Distinct Subsequences leetcode

Given a string S and a string T, count the number of distinct subsequences of T in S.

A subsequence of a string is a new string which is formed from the original string by deleting some (can be none) of the characters without disturbing the relative positions of the remaining characters. (ie, "ACE" is a subsequence of "ABCDE" while "AEC" is not).

Here is an example:
S = "rabbbit", T = "rabbit"

Return 3.

简单翻译一下，给定两个字符串S和T，求S有多少个不同的子串与T相同。S的子串定义为在S中任意去掉0个或者多个字符形成的串。

  0 r a b b b i t

0 1 1 1 1 1 1 1 1

r 0 1 1 1 1 1 1 1

a 0 0 1 1 1 1 1 1

b 0 0 0 1 2 3 3 3

b 0 0 0 0 1 3 3 3

i 0 0 0 0 0 0 3 3

t 0 0 0 0 0 0 0 3  

state: dp[i][j] 表示S串中从开始位置到第i位置与T串从开始位置到底j位置匹配的子序列的个数

function: dp[i][j] = dp[i][j-1] 就是说假设S已经匹配了j-1个字符,无论S[j]和T[i]是否匹配, 至少是dp[i][j-1]

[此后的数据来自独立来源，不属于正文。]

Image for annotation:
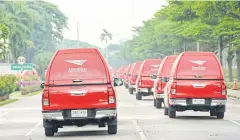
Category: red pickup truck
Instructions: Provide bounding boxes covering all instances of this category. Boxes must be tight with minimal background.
[136,59,162,100]
[41,48,123,136]
[164,52,227,119]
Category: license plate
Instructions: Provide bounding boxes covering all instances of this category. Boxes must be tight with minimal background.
[71,110,87,118]
[192,99,205,104]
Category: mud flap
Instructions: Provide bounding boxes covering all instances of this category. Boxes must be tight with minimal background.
[43,120,53,128]
[216,105,226,112]
[168,106,177,112]
[107,117,117,125]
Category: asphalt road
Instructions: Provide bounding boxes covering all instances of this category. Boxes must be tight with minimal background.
[0,87,240,140]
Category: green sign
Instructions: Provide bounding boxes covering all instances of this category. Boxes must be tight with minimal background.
[11,64,21,70]
[11,63,33,70]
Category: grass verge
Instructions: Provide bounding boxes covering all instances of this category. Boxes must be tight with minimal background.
[0,99,18,106]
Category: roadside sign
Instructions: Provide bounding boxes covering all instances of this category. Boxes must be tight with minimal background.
[11,63,33,70]
[11,64,21,70]
[17,56,26,65]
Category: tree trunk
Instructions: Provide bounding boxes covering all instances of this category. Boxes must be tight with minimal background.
[105,39,108,63]
[227,52,234,82]
[218,36,223,66]
[236,50,240,81]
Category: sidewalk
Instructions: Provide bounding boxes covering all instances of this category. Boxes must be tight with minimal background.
[227,89,240,99]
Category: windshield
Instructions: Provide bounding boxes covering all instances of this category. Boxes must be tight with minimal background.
[0,0,240,140]
[50,53,106,80]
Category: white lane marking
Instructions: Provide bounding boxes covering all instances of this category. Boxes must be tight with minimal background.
[0,112,10,118]
[132,120,150,140]
[0,107,42,111]
[25,121,42,136]
[228,120,240,126]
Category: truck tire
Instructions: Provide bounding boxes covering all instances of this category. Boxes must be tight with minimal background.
[156,99,162,108]
[108,124,117,135]
[168,110,176,118]
[129,88,133,94]
[164,107,168,115]
[217,112,224,119]
[44,127,54,137]
[210,110,217,116]
[136,92,142,100]
[54,125,58,133]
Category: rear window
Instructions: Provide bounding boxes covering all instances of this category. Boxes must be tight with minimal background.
[161,58,176,77]
[49,53,107,80]
[141,60,161,76]
[177,56,221,79]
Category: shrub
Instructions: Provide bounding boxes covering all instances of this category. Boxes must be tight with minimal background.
[226,82,240,89]
[21,84,42,95]
[0,75,17,101]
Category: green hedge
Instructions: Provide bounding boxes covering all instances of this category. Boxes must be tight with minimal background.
[0,75,17,101]
[21,84,42,95]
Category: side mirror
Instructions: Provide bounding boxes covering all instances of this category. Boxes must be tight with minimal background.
[151,74,157,79]
[40,83,44,89]
[113,78,123,87]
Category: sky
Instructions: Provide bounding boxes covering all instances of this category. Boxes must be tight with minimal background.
[45,0,166,47]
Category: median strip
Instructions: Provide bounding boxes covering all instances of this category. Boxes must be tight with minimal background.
[0,99,19,106]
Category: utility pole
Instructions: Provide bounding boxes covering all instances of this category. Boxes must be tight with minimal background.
[77,21,79,48]
[197,40,200,52]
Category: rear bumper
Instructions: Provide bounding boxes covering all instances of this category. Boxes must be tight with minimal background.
[155,93,164,99]
[137,88,153,93]
[42,108,117,121]
[129,84,137,89]
[169,98,227,106]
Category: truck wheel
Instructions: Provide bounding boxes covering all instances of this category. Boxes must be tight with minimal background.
[156,99,162,108]
[217,112,224,119]
[136,92,142,100]
[168,110,176,118]
[164,107,168,115]
[54,125,58,133]
[108,124,117,134]
[129,88,133,94]
[210,110,217,116]
[44,127,54,137]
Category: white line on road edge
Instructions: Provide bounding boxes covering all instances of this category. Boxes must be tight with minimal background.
[25,121,42,136]
[0,112,9,118]
[132,120,150,140]
[228,120,240,126]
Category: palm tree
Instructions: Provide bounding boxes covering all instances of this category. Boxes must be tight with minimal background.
[1,1,32,62]
[99,29,112,62]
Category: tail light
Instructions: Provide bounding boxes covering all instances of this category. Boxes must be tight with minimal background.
[157,78,162,90]
[170,82,177,94]
[108,85,116,104]
[138,79,142,86]
[222,83,227,95]
[42,88,50,106]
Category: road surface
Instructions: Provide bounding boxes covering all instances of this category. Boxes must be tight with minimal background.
[0,87,240,140]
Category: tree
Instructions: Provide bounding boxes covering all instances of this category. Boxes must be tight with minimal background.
[99,29,112,62]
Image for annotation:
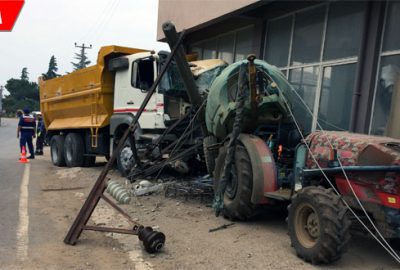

如果匹配, 我们可以让S[j]和T[i]匹配，然后让S[j - 1]和T[i - 1]去匹配 (由图得关系)

dp[i][j] += dp[i-1][j-1]

initial: f[i][0] = 0 f[0][j] = 1 空集也是subsequences

return dp[m][n]
时间和空间都是O(m * n)

public class Solution {
    public int numDistinct(String s, String t) {
        int m  = s.length();
        int n = t.length();
        int[][] dp = new int[n+1][m+1];
        for (int i = 0; i<= n; i++) {
            dp[i][0] = 0;
        } 
        for (int j = 0; j <= m; j++) {
            dp[0][j] = 1;
        }
        for (int i = 1; i <= n; i++) {
            for (int j = 1; j <= m; j++) {
                dp[i][j] = dp[i][j-1];
                if (t.charAt(i-1) == s.charAt(j-1)) {
                    dp[i][j] += dp[i-1][j-1];
                }
            }
        }
        return dp[n][m];
        
    }
}